The key findings revolve around 6 questions:
(1) How often would you prefer to use a speech recognition system rather than a touch-tone system? 9% of vendors answered “As little as possible,” while 45% of users gave that answer. A huge disconnect. On the flip side, 47% of users gave a qualified “Yes” — that is, they would prefer speech under some circumstances (depending on time of day, where the caller is, etc.), which tells us that users are not necessarily reflexively rejecting speech-enabled automation under all circumstances.
(2) What do you think is the main reason organizations provide automated services in their call centers? 69% of vendors said “to save money” compared to 54% of users. In other words, callers are no dupes: they fully understand what motivates to deployment of these solutions.
(3) What do you think is the most important benefit of using an automated system when you phone a call center? 51% of vendors mentioned “to avoid wait time” while 49% of users mentioned “24 x 7 service” against 18% who mentioned “Avoid wait time”! A remarkable mis-alignment and a clear opportunity for marketers and designers to exploit for increasing adoption.
(4) In general, when you’ve used a speech recognition system, which of the following best describes how well it helped you deal with your query? 77% of vendors said that it “Partially addressed the reason I called” while only 43% of users did. Another large gap. 2% of vendors responded with, “Did nothing I needed,” while 13% users gave that response. Again, another noticeable gap that points to excessive optimism from vendors. On the other hand, only 8% of vendors responded with “Fully addressed the reason I called,” while 18% of users gave that answer. In other words, it seems that vendor answers are driven by mushy conservative wishful thinking rather than insight into actual user reception.
(5) Having used a speech recognition automated system, would you now…? 44% of vendors responded with, “Be neutral to use one again” vs. only 28% of users giving the same answers. What is noteworthy is that a greater proportion of users (36%) responded with “Be happy to use one again” vs. 32% of vendors giving that answer, and a greater proportion of users (also 36%) responded with “Be reluctant to use one again” vs. 24% from vendors. In other words, just like question 4, users are more opinionated and have a less neutral disposition than vendors.
(6) The thing that annoys or irritates me most about using an automated speech application is when…. 41% of vendors answered with “System didn’t understand me,” vendors’ number one answer, while users’ number one answer was, “Transfer to agent with no context.” This is a fascinating disconnect. Only 17% of users responded with, “System didn’t understand me.” Which simply means that it’s not speech recognition that users find annoying or irritating, but the experience with the application: an additional 16% of users said, “Can’t skip ahead” and 14% said, “No alternatives”. In other words, 67% of dissatisfaction revolves around the experience with the application. Vendors by contrast focused on technology, in this case ASR and CTI (“Transfer to agent with no context” receiving 38%). “Can’t skip” received 4% and “No alternative” a mere 1%.
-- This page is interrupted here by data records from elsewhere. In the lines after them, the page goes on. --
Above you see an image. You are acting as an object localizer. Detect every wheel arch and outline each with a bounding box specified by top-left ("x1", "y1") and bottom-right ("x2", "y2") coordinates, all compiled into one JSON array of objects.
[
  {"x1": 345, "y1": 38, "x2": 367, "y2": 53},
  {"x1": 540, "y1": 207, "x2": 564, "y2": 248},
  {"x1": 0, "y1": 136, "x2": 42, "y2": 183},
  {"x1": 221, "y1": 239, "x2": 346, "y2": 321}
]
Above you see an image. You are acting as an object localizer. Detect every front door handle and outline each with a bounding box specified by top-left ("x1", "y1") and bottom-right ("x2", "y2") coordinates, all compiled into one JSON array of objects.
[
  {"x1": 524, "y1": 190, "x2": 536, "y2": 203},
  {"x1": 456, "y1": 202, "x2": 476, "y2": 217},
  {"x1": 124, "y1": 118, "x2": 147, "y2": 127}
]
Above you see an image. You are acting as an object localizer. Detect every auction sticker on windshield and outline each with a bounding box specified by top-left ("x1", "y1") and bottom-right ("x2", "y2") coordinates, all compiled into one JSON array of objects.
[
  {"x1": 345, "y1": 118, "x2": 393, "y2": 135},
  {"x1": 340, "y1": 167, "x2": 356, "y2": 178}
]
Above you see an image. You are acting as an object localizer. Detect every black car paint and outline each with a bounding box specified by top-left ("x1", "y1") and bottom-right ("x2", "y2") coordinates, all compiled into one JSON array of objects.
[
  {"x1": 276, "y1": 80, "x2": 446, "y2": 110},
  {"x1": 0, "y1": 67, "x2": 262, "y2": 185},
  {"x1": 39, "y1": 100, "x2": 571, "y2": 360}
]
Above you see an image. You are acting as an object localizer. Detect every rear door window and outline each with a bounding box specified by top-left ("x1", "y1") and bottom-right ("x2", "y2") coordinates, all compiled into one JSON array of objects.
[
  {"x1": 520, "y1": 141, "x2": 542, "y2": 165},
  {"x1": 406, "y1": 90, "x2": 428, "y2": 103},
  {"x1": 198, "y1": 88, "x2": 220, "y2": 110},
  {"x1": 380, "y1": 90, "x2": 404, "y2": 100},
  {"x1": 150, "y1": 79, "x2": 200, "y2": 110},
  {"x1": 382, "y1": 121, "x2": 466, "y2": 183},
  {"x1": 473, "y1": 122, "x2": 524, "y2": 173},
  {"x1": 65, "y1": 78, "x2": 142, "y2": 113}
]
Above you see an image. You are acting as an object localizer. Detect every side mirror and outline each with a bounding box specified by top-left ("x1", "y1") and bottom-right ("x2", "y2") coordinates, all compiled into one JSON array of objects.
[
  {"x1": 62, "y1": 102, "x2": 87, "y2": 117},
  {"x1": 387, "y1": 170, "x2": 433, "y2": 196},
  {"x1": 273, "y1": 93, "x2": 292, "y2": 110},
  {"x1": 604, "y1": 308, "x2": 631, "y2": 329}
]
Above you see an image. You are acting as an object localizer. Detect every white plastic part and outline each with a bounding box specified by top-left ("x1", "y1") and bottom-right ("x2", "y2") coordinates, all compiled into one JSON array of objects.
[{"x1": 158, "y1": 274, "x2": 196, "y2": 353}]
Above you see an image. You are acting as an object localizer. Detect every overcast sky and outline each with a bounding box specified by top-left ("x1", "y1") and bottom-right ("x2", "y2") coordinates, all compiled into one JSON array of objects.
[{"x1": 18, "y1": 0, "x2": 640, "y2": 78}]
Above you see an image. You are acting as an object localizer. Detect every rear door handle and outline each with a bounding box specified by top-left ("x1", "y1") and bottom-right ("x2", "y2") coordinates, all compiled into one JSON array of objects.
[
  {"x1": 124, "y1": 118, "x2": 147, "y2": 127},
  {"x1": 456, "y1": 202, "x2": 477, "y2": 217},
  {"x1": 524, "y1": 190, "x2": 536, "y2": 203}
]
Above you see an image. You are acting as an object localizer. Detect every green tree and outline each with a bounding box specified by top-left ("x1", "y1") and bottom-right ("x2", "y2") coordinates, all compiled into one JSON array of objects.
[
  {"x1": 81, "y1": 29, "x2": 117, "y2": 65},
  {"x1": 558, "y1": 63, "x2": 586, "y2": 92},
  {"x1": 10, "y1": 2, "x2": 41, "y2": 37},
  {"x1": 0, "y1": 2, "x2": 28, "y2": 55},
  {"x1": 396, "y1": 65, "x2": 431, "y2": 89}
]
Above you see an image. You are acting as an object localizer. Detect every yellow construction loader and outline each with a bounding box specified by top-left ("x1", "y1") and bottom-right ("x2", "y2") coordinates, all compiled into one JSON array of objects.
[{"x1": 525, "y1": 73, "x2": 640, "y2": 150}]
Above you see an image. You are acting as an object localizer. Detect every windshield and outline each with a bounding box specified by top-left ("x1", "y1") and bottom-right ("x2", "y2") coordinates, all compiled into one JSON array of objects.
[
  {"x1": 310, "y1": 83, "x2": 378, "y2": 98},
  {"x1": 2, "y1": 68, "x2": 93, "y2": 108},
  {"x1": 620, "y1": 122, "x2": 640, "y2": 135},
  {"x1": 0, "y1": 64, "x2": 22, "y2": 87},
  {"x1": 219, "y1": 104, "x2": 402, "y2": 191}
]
The report gives a couple of general recommendations such as establishing “cross-functional engagement within organizations” and ensuring “contributions from non-technology stakeholders, e.g., marketing, customer services, and usability experts.” But that is no revelation to anyone who seriously engages in voice user interface design.
What would have made the study complete would have been including a third category of stakeholders: the companies that deploy these applications — i.e., the actual customers of the vendors. I suspect that since many of these customers are sold on the value of self-service applications by the very vendors surveyed in the study, a parallel mis-alignment between customer expectations and those of the ultimate users also holds.
The authors promise to run the survey year over year. Let’s keep our eyes open. Hopefully, vendors and customers will read the report and will begin to actually align their goals and values along those of end users.